Thierry Vanwesemael, agent de maintenance en Ehpad, raconte avec émotion le cas de sa tante, âgée de 80 ans, qui vivait dans un appartement situé au quatrième étage d'un immeuble parisien, sous les combles et sans ascenseur. "Elle voulait rester à Paris, malgré les conditions" explique-t-il à l'AFP. Malheureusement, ses efforts pour rester dans son foyer se sont révélés fatals.
Inquiet de ne pas avoir de nouvelles, M. Vanwesemael a permis aux pompiers de pénétrer dans l'appartement. Il aurait été trop tard, car son étudiante était déjà décédée. "Il n'y a pas de place, nulle part", déplore-t-il, relations à la situation précaire du secteur des pompes funèbres en cette période de crise.

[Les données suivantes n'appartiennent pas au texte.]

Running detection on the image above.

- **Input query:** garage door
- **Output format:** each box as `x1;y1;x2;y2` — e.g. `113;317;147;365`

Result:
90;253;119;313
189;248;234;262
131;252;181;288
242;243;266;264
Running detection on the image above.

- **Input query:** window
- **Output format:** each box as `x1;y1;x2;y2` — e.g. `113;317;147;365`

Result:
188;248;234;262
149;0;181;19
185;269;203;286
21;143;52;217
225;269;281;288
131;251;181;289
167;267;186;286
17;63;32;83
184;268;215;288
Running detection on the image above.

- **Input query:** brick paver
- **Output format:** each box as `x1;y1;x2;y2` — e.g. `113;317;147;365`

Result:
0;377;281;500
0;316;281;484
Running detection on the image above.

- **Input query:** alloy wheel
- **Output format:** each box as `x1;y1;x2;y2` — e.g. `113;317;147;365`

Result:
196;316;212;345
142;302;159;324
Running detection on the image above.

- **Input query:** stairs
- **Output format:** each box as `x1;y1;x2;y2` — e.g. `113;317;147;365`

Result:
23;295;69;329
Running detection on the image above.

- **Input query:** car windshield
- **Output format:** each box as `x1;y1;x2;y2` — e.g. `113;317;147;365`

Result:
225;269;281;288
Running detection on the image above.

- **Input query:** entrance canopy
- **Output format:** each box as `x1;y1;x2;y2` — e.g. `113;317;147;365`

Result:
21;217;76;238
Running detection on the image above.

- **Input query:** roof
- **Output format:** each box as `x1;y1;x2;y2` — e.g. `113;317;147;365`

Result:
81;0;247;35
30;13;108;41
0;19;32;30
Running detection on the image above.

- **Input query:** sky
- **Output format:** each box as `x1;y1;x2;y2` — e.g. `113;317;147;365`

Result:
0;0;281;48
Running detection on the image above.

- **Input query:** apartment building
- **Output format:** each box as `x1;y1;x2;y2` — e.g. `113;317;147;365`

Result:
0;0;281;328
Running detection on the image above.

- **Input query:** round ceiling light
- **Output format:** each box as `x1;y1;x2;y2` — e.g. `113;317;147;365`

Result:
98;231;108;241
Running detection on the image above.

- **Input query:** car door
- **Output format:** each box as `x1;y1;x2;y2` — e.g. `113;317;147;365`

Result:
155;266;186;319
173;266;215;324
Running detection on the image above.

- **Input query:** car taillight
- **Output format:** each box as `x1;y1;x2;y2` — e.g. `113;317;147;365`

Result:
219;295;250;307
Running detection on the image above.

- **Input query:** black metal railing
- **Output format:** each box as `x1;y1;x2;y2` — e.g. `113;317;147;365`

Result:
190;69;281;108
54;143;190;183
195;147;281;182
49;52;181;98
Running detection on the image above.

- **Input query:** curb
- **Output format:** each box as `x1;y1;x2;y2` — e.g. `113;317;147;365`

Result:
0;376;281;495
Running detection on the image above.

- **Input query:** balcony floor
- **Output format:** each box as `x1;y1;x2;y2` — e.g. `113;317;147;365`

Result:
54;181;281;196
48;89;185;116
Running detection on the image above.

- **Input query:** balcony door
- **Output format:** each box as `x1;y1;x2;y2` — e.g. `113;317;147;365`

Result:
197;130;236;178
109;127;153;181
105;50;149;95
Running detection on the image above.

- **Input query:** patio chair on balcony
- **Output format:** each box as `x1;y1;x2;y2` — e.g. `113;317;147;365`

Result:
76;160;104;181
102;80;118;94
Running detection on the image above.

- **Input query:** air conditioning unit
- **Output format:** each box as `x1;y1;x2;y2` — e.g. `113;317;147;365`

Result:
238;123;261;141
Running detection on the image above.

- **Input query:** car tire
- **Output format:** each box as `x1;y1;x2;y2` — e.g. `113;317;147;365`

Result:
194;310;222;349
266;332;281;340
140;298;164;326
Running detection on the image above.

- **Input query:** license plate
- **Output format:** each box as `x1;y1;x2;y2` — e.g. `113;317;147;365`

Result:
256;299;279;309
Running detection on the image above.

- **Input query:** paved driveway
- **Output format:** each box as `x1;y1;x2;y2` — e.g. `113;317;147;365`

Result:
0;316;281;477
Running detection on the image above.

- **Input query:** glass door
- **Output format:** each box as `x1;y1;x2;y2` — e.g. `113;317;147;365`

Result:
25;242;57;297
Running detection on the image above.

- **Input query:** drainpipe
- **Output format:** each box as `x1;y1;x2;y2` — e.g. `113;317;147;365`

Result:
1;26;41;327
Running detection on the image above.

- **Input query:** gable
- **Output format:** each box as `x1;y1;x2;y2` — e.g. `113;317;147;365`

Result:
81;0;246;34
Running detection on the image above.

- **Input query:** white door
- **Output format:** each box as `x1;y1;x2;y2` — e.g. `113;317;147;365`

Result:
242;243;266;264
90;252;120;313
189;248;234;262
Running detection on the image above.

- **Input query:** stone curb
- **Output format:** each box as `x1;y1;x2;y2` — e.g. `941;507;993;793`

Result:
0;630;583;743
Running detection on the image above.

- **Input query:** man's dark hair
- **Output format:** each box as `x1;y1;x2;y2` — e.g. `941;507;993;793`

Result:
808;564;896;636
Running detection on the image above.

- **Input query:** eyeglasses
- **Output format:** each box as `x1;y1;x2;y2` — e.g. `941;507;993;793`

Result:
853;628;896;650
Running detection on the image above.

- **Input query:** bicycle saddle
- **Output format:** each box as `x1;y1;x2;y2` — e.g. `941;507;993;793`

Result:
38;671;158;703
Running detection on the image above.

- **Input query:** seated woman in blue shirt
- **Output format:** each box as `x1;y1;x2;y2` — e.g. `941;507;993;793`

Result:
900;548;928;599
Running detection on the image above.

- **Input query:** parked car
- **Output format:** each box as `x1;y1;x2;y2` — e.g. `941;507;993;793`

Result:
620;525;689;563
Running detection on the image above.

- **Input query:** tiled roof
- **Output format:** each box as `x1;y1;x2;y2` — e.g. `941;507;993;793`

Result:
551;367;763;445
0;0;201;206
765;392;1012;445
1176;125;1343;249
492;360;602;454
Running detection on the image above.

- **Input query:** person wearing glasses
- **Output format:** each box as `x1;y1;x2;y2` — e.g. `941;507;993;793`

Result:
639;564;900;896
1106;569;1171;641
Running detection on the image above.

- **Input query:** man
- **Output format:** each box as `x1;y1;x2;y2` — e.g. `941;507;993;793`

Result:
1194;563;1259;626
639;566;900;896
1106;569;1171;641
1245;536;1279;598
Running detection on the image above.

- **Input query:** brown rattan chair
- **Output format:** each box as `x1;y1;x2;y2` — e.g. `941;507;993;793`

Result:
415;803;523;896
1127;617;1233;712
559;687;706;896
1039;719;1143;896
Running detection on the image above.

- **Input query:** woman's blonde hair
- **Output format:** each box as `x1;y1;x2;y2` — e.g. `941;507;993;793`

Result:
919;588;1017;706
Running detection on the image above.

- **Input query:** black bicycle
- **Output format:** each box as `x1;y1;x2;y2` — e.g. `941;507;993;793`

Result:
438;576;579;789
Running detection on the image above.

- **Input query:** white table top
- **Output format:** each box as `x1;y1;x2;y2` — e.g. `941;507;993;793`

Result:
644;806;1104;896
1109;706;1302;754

Un rapport de SOS Médecins révèle qu'il y a eu une augmentation de 3,5 fois des décès constatés lors des visites à domicile durant le week-end. Daniel Guillerm, président du syndicat des infirmiers libéraux, souligne qu'un nombre significatif de ceux-ci concernent des personnes isolées, souvent sans suivi médical.
"Ce sont des voisins qui alertent les secours lorsqu’ils ne reçoivent pas de nouvelles", témoigne-t-il, ajoutant que la plupart de ces décès sont souvent évitables. Les statistiques sont alarmantes, et Fabrice Brivady, infirmier libéral en Charente-Maritime, constate une hausse dramatique des demandes de certificats de décès, indiquant que les personnes touchées étaient souvent totalement isolées.
"Le gouvernement doit mieux intégrer les infirmiers libéraux dans les plans de santé publique", plaide M. Brivady. D'importants efforts de prévention sont nécessaires, comme organiser des visites auprès des personnes recensées dans les municipalités ou des malades chroniques. Ces recommandations sont essentielles, en particulier durant les vagues de chaleur.
Le ministère de la Santé a exprimé ses préoccupations face à cette situation tragique. Les décès à domicile ont augmenté de 40%, surtout parmi les seniors, selon Santé publique France. Les chiffres sont alarmants, et Elisabeth Charrier, de la Fédération nationale du Funéraire, indique que les chambres funéraires sont actuellement en saturation, alors que les décès à domicile représentent désormais plus de 50% des cas.
Dans cette période de crise, il est impératif d'agir pour protéger les plus vulnérables parmi nous. Les tragédies révélées par cette canicule devraient être un appel à l'action pour une meilleure surveillance et un soutien accru des seniors isolés.